Le premier élément examiné par une banque est la situation professionnelle de l’emprunteur. Les salariés en contrat à durée indéterminée présentent les profils les plus rassurants. Les travailleurs indépendants ou les salariés en contrat précaire peuvent avoir davantage de difficultés à emprunter, même avec des revenus confortables. Les banques leur demandent généralement plusieurs années d’historique de revenus et appliquent des critères plus stricts.
L’autre critère essentiel est la taxa de esforço – le taux d’effort. Il s’agit de la part des revenus mensuels consacrée au remboursement des crédits. Au Portugal, les banques considèrent généralement qu’elle ne doit pas dépasser 35 % à 40 % des revenus du ménage. Au-delà de cette fourchette, l’obtention d’un crédit devient plus compliquée, voire impossible. Une personne gagnant 2 000 euros nets par mois ne devrait donc pas consacrer plus de 700 à 800 euros au remboursement de son prêt immobilier.
Constituer son dossier demande également un minimum de préparation. La plupart des banques exigent les trois derniers bulletins de salaire, les dernières déclarations d’impôts, les relevés bancaires récents, des attestations d’absence de dette délivrées par l’administration fiscale et la Sécurité sociale, ainsi qu’un justificatif de résidence fiscale au Portugal. Pour bénéficier de la garantie publique, il faut en outre être âgé de 35 ans au plus, acheter sa première résidence principale et ne pas dépasser le plafond de revenu fixé par le gouvernement.

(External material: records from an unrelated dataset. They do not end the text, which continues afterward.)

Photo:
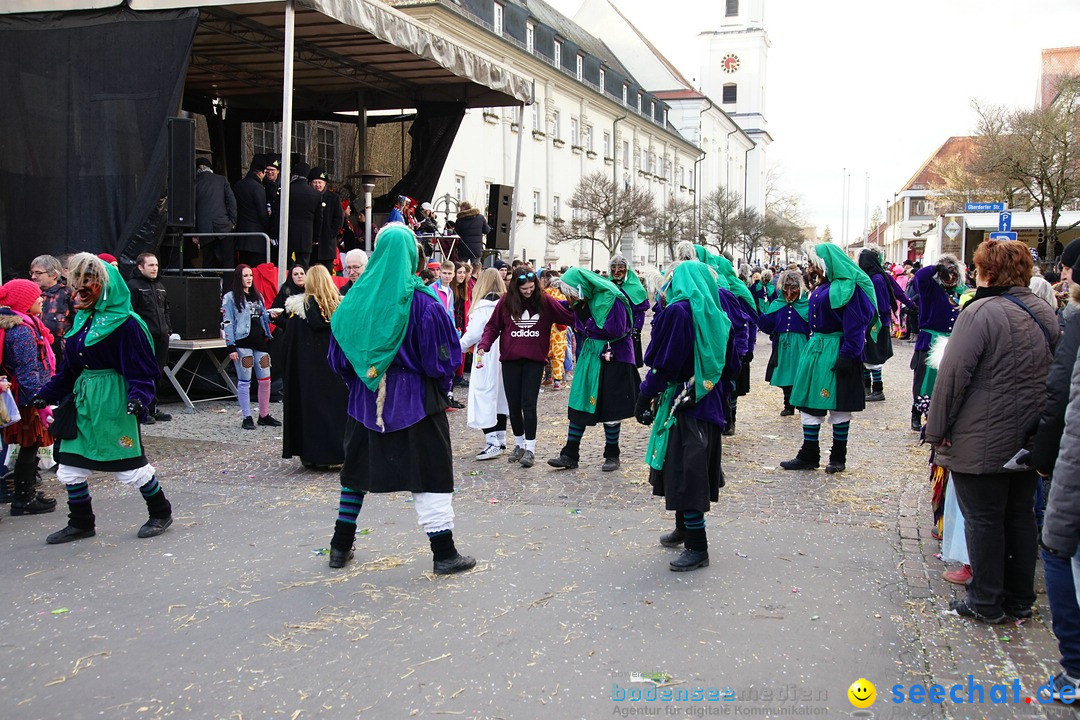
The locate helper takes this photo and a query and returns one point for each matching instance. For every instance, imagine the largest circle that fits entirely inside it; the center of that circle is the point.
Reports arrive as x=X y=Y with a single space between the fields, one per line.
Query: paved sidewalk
x=814 y=582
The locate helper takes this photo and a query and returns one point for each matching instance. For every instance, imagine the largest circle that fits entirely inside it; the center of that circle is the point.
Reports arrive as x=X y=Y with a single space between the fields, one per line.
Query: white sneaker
x=489 y=452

Concrètement, combien coûte aujourd’hui un achat immobilier ?
Pour un crédit de 250 000 euros sur trente ans, avec un taux d’intérêt d’environ 3 %, la mensualité s’établit à environ 1 050 euros. Avec ce budget, il est encore possible d’acheter un T1 ou un T2 dans certaines communes de la première couronne de Lisbonne, comme Almada, Barreiro ou Amadora. Dans la capitale elle-même, il permet généralement d’acquérir un petit appartement ancien ou nécessitant des travaux.

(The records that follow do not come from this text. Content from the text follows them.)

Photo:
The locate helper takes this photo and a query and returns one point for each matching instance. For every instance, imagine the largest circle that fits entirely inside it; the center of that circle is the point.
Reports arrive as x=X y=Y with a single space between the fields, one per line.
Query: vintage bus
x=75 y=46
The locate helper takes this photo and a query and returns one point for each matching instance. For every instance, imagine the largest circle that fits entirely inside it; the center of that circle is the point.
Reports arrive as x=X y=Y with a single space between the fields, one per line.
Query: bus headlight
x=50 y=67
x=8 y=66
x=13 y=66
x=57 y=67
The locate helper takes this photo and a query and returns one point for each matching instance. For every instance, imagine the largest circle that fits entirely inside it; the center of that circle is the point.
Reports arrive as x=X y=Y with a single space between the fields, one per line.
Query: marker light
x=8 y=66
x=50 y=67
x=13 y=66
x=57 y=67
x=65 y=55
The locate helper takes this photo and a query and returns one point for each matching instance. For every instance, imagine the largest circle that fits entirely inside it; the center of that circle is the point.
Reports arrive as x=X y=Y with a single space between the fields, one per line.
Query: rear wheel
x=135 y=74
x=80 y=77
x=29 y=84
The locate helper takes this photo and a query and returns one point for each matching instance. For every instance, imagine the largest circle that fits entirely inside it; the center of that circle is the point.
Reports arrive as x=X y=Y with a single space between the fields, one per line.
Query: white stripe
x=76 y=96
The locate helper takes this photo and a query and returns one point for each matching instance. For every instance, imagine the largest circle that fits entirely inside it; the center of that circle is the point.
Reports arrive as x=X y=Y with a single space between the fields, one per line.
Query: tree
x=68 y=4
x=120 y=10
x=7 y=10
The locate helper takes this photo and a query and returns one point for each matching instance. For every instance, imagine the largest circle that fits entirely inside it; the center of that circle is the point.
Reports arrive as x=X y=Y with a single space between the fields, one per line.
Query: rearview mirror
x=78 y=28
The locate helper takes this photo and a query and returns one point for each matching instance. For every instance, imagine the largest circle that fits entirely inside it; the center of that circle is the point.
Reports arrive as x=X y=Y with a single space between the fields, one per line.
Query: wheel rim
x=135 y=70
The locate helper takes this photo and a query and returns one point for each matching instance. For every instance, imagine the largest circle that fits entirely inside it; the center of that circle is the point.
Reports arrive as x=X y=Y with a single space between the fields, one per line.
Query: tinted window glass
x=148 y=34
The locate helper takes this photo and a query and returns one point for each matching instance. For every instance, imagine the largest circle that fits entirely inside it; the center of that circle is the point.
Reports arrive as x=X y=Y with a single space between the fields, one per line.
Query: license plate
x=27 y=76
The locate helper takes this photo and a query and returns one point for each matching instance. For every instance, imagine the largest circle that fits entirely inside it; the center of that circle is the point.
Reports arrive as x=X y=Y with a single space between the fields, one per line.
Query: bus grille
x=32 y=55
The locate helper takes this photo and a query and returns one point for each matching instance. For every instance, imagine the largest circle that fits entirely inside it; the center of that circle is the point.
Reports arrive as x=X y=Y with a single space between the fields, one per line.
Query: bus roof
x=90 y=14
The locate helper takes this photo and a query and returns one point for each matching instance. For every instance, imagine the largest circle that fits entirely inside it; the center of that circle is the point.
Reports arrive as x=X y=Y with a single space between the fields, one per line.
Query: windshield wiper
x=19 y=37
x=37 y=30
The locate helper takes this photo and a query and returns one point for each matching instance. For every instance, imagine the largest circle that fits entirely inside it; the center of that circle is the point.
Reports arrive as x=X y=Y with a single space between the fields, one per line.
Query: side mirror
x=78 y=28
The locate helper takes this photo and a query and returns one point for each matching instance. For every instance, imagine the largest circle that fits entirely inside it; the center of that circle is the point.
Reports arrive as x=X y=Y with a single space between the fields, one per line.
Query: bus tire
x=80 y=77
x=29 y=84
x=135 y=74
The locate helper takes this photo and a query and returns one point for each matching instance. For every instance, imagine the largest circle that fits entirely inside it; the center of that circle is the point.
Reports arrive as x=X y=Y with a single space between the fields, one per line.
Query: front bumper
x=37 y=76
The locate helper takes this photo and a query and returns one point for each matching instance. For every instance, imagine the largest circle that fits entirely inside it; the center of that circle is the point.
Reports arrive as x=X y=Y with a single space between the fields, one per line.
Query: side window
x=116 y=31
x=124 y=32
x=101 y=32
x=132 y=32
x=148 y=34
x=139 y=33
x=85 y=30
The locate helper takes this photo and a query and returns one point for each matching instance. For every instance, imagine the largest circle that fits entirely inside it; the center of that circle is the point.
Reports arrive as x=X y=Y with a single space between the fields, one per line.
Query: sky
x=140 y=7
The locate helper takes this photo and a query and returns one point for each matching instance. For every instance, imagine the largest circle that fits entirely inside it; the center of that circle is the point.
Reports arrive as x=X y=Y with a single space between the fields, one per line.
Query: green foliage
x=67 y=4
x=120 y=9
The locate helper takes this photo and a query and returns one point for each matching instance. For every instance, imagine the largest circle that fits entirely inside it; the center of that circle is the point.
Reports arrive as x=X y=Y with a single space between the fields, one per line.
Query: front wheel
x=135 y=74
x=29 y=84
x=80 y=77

Pour un crédit de 350 000 euros, il faut compter une mensualité d’environ 1 480 euros. Ce budget ouvre davantage de possibilités : un T2 récent dans des quartiers périphériques de Lisbonne, un T1 dans un quartier intermédiaire comme Arroios ou la Mouraria, ou encore un appartement familial dans des communes bien desservies de la banlieue, comme Odivelas ou Loures. Enfin, un crédit de 500 000 euros représente une mensualité d’environ 2 100 euros. À Lisbonne, cela permet d’acquérir un appartement T2-T3 rénové dans des quartiers intermédiaires comme Arroios, Penha de França ou Campo de Ourique.
Reste enfin la question de la pérennité des mesures de l’État portugais. Celles-ci sont récentes et leur maintien n’est pas assuré. La garantie publique a été conçue comme un dispositif temporaire et les montants initialement prévus devaient couvrir les prêts accordés jusqu’à la fin de l’année 2026, même si le gouvernement a déjà augmenté l’enveloppe face au succès de la mesure. Plusieurs observateurs estiment qu’elle pourrait être prolongée, mais aucune décision n’a encore été officiellement annoncée. Pour les jeunes qui envisagent un achat, le message des professionnels de l’immobilier est simple : si le projet est mûr et que le dossier est solide, c’est probablement le moment d’en profiter.